Essentially a sliding sled, I've attached an adjustable angle fence for setting various angles. The fence has a common pivot point and four preset positions. These positions were set using basic drafting triangles. To lock the positions I used 8-32 threaded inserts. While there are four angles, 11, 30, 45, and 60 degrees, the locking nut on the main pivot facilitates setting any angle desired. The presets were chosen because those are the primary angles I use in my segmentation.

When I have a design that calls for thin slices I attach a stop block in order to obtain consistency in thickness. Stop block helps to keep fingers away from sharp blades, as well as providing the accuracy desired.


----------



## mikespenturningz (May 7, 2013)

My sliding table is very similar to this one but not nearly as nicely made. They work great.


----------



## CharlesJohnson (May 7, 2013)

Beautiful work. Love the simplicity. I must Have one of these. I'm counting on you expecting this . Thanks! Already in my to do folder.


----------



## Super Dave (May 7, 2013)

Nice job, its a work of art. It must make segmenting alot easier.

Dave


----------



## butchf18a (May 7, 2013)

Charlie, thank you, I'm pleased you think enough of my jig to make one for yourself. Few scraps and an hour. 

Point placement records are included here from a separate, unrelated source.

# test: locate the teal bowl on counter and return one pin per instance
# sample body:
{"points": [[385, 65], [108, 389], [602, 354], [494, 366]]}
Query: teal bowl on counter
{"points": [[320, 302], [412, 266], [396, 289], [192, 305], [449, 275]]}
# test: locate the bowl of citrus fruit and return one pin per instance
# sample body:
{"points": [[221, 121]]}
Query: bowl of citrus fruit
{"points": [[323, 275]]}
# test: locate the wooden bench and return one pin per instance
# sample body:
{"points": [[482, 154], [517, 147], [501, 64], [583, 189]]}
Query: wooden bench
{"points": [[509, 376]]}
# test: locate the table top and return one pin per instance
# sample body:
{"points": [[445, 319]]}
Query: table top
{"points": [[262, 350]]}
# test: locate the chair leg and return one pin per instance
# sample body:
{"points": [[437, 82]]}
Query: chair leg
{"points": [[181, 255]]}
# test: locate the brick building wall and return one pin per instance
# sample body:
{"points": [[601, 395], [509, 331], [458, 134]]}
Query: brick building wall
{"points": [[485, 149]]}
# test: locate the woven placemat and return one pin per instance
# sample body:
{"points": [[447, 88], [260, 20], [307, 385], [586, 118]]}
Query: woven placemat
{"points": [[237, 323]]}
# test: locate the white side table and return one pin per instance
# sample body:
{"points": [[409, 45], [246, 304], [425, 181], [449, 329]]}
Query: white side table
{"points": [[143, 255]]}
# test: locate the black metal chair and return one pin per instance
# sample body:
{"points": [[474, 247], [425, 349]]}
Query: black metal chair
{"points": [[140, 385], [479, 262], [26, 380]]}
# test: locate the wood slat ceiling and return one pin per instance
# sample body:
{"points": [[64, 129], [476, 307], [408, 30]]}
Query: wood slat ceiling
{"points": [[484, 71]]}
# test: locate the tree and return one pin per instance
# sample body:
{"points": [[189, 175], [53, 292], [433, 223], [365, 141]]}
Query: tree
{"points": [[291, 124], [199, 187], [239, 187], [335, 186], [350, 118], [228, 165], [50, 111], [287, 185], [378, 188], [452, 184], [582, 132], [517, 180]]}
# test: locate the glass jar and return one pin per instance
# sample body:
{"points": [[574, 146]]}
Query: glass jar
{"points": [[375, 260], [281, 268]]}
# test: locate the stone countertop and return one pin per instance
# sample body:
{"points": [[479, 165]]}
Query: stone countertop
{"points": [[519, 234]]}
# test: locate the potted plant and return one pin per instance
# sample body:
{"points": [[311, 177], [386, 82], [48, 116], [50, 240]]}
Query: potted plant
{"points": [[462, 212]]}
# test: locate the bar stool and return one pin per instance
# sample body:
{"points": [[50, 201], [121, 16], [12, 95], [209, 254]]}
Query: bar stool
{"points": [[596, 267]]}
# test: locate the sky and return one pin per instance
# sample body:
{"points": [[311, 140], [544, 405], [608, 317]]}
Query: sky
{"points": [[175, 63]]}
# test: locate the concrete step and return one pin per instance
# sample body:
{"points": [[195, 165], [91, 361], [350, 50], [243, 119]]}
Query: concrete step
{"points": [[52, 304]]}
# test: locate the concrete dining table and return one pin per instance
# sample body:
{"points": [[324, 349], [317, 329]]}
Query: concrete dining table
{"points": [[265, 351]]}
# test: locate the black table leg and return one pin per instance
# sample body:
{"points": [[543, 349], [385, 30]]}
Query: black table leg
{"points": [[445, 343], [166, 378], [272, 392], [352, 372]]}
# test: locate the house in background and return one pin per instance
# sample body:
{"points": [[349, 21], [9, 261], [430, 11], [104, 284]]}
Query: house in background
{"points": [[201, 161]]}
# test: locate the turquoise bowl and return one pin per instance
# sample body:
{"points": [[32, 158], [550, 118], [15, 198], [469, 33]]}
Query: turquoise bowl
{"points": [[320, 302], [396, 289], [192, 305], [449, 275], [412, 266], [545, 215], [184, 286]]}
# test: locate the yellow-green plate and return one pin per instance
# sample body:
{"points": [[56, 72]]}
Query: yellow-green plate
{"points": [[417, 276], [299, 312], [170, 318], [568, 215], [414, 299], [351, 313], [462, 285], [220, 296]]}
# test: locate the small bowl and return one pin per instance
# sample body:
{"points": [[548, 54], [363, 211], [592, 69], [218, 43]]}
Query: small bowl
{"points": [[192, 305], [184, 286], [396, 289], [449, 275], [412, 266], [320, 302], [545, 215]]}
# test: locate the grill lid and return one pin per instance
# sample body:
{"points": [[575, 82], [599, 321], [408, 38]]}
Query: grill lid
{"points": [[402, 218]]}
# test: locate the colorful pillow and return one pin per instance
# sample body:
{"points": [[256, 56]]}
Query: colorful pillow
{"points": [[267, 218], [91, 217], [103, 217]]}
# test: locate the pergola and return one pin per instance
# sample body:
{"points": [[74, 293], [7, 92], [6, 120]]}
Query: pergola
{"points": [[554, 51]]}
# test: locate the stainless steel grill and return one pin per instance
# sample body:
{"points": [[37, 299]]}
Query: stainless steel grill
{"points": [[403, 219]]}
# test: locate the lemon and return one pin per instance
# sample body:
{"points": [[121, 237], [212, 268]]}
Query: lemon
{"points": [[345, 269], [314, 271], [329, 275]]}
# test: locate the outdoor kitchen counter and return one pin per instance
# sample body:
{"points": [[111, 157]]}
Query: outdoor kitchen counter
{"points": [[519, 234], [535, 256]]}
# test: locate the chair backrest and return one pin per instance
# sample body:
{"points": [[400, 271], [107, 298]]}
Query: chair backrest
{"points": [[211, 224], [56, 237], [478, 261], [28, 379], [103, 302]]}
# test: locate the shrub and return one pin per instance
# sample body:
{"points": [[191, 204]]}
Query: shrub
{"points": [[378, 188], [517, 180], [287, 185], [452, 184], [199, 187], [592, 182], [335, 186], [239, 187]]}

Dave, you are correct. Key to good segmenting, beyond a good idea, is the ability to accurately execute that idea. Clean, repeatable, accurate cuts is paramount, this jig provides that capability. The walnut edges serve only to dress up the exposed edges of the plywood. I really dislike exposed edges.


----------



## plantman (May 7, 2013)

Very nice. The way to judge between a good craftsman, and a great craftsman, Is the thought and time he puts into the little things that you don't see in his finished products. Such as finishing the inside of projects that normaly you wouldn't notice, or the time, pride, and effort he puts into the tools ( jigs ) he uses to make those projects. Sometimes, you can judge a book by it's cover !!!! Jim S


----------